Management of Seizure in a 10-Year-Old Child
Immediate Assessment and Classification
The first critical step is determining whether this is a febrile or afebrile seizure by checking temperature immediately, as this fundamentally changes your diagnostic and management approach 1.
For Febrile Seizures (Temperature Present)
- Simple febrile seizures (lasting <15 minutes, generalized, single episode in 24 hours) require NO routine anticonvulsant therapy 2.
- The primary goal is identifying the fever source, not preventing seizure recurrence 1.
- Lumbar puncture is NOT routinely indicated unless specific red flags exist 2, 1:
For Afebrile (Unprovoked) Seizures
- EEG is recommended as part of the neurodiagnostic evaluation for a first unprovoked seizure 1, 3.

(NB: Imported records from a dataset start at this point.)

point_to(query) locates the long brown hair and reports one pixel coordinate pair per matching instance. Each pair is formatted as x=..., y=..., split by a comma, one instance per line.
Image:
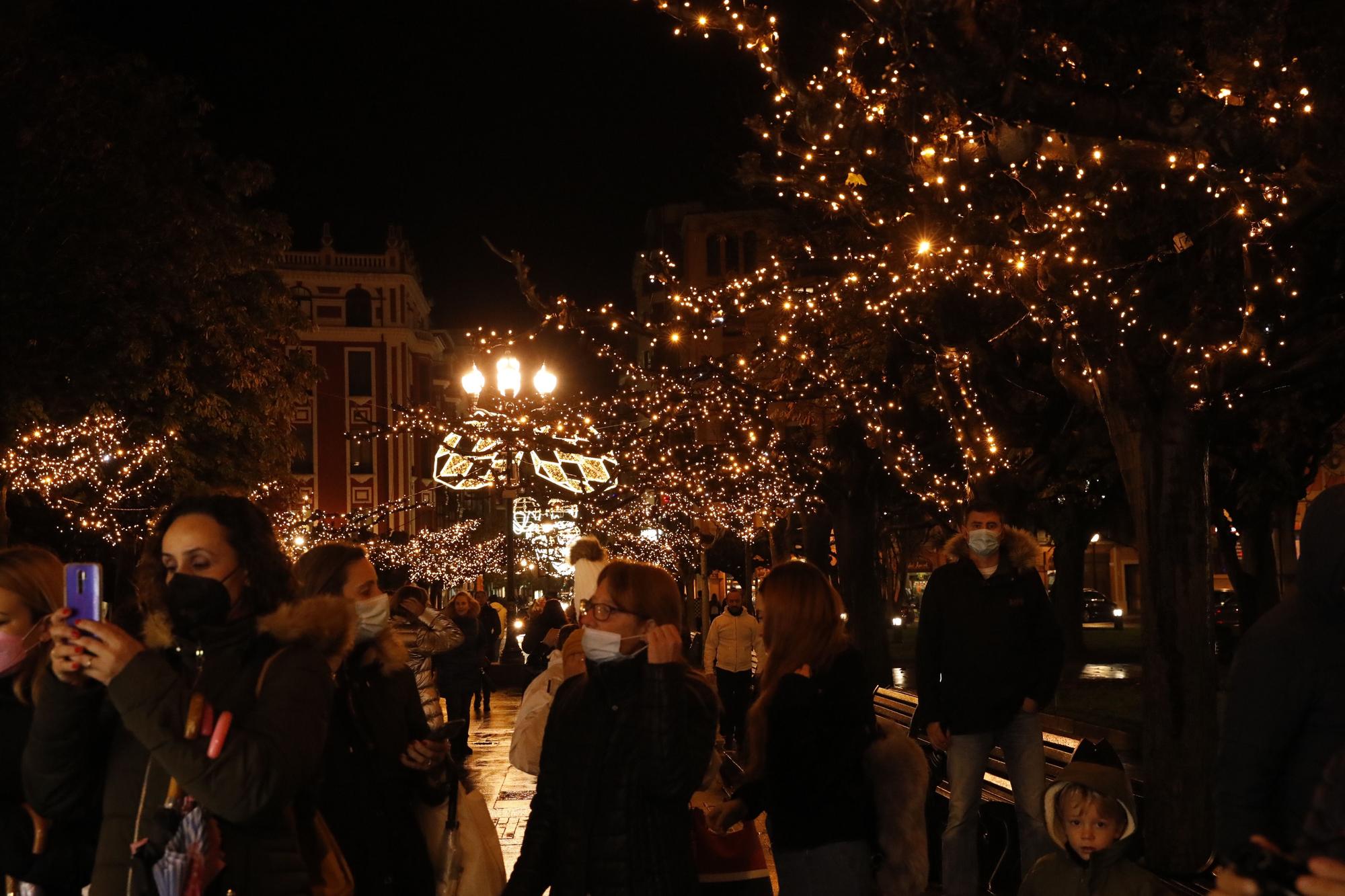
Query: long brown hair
x=38, y=577
x=802, y=626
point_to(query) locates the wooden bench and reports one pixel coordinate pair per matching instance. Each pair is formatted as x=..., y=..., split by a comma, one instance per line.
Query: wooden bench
x=1000, y=829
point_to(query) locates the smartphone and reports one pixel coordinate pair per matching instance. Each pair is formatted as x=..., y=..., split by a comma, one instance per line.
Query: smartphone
x=84, y=591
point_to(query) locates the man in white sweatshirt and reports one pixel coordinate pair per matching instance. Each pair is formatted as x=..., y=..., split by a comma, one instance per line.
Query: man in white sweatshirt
x=728, y=658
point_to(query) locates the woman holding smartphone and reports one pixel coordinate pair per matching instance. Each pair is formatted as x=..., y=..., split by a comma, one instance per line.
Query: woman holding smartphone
x=380, y=760
x=219, y=701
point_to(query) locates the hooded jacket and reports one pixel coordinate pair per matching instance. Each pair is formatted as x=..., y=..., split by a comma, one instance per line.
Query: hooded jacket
x=1108, y=872
x=368, y=797
x=126, y=741
x=1285, y=716
x=985, y=645
x=423, y=638
x=625, y=748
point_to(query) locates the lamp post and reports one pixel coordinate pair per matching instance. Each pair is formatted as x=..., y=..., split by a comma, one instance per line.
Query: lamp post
x=509, y=381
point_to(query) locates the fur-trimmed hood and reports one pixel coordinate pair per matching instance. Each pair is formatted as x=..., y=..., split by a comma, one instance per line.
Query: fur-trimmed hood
x=325, y=623
x=1016, y=546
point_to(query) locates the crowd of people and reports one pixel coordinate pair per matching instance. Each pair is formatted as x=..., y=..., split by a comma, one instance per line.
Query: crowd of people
x=256, y=727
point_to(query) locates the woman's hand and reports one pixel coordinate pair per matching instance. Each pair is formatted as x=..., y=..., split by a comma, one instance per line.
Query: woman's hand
x=104, y=650
x=726, y=815
x=665, y=645
x=67, y=651
x=424, y=755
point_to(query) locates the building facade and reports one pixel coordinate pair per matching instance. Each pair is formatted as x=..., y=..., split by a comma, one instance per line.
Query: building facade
x=371, y=337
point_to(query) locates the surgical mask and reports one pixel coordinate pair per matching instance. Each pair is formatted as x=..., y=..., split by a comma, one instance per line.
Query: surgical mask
x=197, y=603
x=984, y=542
x=372, y=616
x=14, y=649
x=605, y=646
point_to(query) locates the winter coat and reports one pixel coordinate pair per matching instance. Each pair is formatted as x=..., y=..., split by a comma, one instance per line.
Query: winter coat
x=459, y=669
x=126, y=741
x=625, y=749
x=1285, y=716
x=1109, y=872
x=814, y=790
x=525, y=748
x=368, y=795
x=731, y=643
x=985, y=645
x=424, y=638
x=586, y=577
x=67, y=862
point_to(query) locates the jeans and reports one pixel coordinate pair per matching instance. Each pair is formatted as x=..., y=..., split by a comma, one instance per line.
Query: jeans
x=735, y=693
x=837, y=869
x=1027, y=763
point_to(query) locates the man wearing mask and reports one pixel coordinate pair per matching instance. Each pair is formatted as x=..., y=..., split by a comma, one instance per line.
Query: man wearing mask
x=988, y=661
x=735, y=635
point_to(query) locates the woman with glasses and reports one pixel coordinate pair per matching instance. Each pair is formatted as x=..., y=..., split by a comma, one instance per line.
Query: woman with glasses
x=626, y=747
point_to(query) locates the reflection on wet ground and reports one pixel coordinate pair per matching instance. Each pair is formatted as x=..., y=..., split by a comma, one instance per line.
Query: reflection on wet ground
x=906, y=678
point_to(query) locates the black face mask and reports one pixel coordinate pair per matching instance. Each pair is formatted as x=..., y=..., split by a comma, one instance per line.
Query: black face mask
x=197, y=603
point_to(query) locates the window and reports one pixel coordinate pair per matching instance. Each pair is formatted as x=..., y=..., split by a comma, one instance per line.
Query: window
x=750, y=251
x=714, y=260
x=360, y=309
x=303, y=462
x=362, y=455
x=360, y=370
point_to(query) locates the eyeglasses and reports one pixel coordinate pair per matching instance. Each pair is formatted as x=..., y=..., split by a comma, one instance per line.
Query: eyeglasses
x=602, y=611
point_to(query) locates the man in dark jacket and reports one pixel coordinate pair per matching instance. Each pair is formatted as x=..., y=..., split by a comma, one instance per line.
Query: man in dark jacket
x=988, y=659
x=1285, y=716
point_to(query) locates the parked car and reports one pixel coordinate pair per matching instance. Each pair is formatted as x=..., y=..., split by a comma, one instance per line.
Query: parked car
x=1098, y=607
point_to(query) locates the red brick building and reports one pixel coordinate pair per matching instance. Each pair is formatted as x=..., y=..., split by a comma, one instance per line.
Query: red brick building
x=371, y=334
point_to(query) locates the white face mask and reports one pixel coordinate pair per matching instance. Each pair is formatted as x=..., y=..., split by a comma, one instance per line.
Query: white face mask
x=984, y=542
x=372, y=615
x=605, y=646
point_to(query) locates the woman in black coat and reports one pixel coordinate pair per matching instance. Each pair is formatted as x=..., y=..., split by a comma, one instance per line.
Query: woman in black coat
x=626, y=745
x=380, y=760
x=814, y=702
x=459, y=671
x=59, y=858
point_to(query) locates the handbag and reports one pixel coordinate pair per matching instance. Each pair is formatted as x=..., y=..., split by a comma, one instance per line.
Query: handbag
x=329, y=874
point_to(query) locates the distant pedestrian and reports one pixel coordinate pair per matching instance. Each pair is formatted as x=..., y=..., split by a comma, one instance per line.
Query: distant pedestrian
x=626, y=747
x=1090, y=813
x=1285, y=716
x=426, y=633
x=380, y=760
x=54, y=857
x=588, y=557
x=809, y=732
x=734, y=643
x=493, y=623
x=541, y=635
x=988, y=661
x=459, y=670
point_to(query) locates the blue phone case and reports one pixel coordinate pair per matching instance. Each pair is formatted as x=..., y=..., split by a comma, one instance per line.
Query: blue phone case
x=84, y=591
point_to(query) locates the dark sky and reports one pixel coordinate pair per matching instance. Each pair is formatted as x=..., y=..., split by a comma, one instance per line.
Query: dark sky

- Neuroimaging with MRI is the preferred study, particularly for focal seizures 1, 3.
- Blood glucose should be checked if the child is still convulsing or unrousable 2.
Acute Management During Active Seizure
- Position the child on their side to maintain airway 1.
- Benzodiazepines are indicated if the seizure lasts >5 minutes or does not terminate spontaneously 1.
- Midazolam (buccal, intranasal, or intramuscular) is preferred when IV access is unavailable 4.
- Lorazepam or diazepam are suitable IV agents 4.
Long-Term Anticonvulsant Therapy Decisions
For Simple Febrile Seizures:
Neither continuous nor intermittent anticonvulsant therapy is recommended, as the risks of medication toxicity outweigh the minimal risks of simple febrile seizures 2, 1.
- Phenobarbital, primidone, valproic acid, and intermittent diazepam are effective at reducing recurrence but have unacceptable adverse effects relative to the benign nature of simple febrile seizures 2.
- Antipyretics (acetaminophen) should be used for comfort and preventing dehydration, NOT for seizure prevention, as they do not prevent febrile seizure recurrence 2, 1.
- Physical cooling methods (cold bathing, tepid sponging) are not recommended as they cause discomfort 2.
For First Unprovoked Seizures:
Emergency physicians need not initiate antiepileptic medication in the ED for patients with a first unprovoked seizure without evidence of brain disease or injury 2.
- Treatment may be initiated or deferred in coordination with other providers for patients with remote history of brain disease or injury (stroke, trauma, tumor) 2.
- For patients with 2-3 recurrent unprovoked seizures, the risk of further seizures increases substantially (approximately 75% within 5 years), making treatment more appropriate 2.
- The number needed to treat to prevent one seizure recurrence in the first year is approximately 5 for symptomatic seizures 2.
Prognosis and Parent Counseling
The prognosis for simple febrile seizures is excellent with no long-term adverse effects on IQ, academic performance, or neurocognitive function 2, 1.
Specific Risk Counseling:
- Risk of developing epilepsy after simple febrile seizures is approximately 1% by age 7 years (same as general population) 2, 1.
- Children with multiple simple febrile seizures, age <12 months at first seizure, and family history of epilepsy have higher risk (2.4% by age 25) 2.
- Recurrence risk is approximately 30% overall, but increases to 50% in children <12 months at first seizure 2, 1.
- Children with first-degree relative with febrile seizures have nearly 50% recurrence risk 2.
- Death during a simple febrile seizure has never been reported 2.
Hospital Admission Criteria
Admission is NOT routinely required for patients who have returned to clinical baseline 2.
Factors favoring admission:
- Complex convulsion lasting >20 minutes (neuroimaging typically performed first) 2.
- Not returned to baseline neurological status 2.
- Concern for meningitis or other serious infection 2.
- Social factors preventing adequate home observation 2.
Key Pitfalls to Avoid
- Do not routinely perform lumbar puncture on all children with febrile seizures—this is outdated practice 2, 1.
- Do not prescribe continuous anticonvulsants for simple febrile seizures—the toxicity outweighs any benefit 2, 1.
- Do not tell parents that antipyretics prevent seizure recurrence—they provide comfort only 2, 1.
- EEG is not helpful after a single simple febrile convulsion and does not guide treatment or prognosis 2.